Baar sagt klar Ja zur neuen Ortsplanung

Mit über 82 Prozent Zustimmung genehmigen die Stimmberechtigten Zonenplan und Bauordnung. Auch der Verzicht auf eine Mehrwertabgabe findet eine Mehrheit.

Wie die Gemeinde Baar berichtet, hat die Gemeinde einen wichtigen Meilenstein in der Ortsplanungsrevision erreicht. Am Sonntag, 14. Juni 2026, haben die Baarer Stimmberechtigten die revidierte Nutzungsplanung an der Urne gutgeheissen.
6641 Baarer befürworten die neue Bauordnung und den Zonenplan, 1407 Stimmberechtigte haben sich gegen die neuen Leitplanken für die künftige Entwicklung ausgesprochen. Der Ja-Stimmen-Anteil liegt damit bei 82,5 Prozent. Die Stimmbeteiligung beträgt 57 Prozent.
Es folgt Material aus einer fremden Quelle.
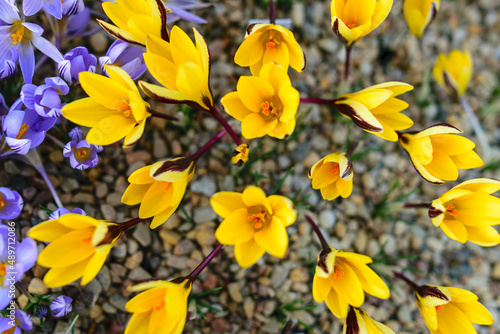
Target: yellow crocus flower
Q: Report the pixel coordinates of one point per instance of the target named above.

«Wir sind sehr erfreut, dass die neue Nutzungsplanung so deutlich angenommen worden ist», zieht Gemeinderat Zari Dzaferi Bilanz. «Es hat sich ausbezahlt, dass wir mit dem Begleit- und dem Reflexionsgremium breite Bevölkerungskreise während des gesamten Prozesses involviert haben.»
Breite Mitwirkung am Planungsprozess
Das Begleitgremium mit Vertreterinnen und Vertretern der Ortsparteien und von verschiedenen Interessengruppen hat die Ortsplanungsrevision an über 20 Sitzungen ausführlich beraten und ihre Inhalte wesentlich geprägt.
Das Reflexionsgremium wurde mehrmals einbezogen, um den Zwischenstand der Planungen zu spiegeln. Auch die Bevölkerung könnte einerseits in einer Online-Mitwirkung zu Beginn des Prozesses und andererseits während der öffentlichen Auflage direkt Einfluss nehmen.
«Dieser Einbezug ist aufwändig, lohnt sich jedoch», sagt der Bauvorstand. «Damit ist die zukünftige Entwicklung unserer Gemeinde breit abgestützt.» Mit dem neuen Zonenplan und der Bauordnung schafft die Gemeinde die Grundlage für eine nachhaltige Entwicklung.
Im Fokus stehen die Förderung von preisgünstigem Wohnraum, eine klimaangepasste Siedlungsentwicklung und die Sicherung von Flächen für öffentliche Aufgaben. Das Ortsbild, die Landschaft und Quartierqualitäten werden langfristig bewahrt.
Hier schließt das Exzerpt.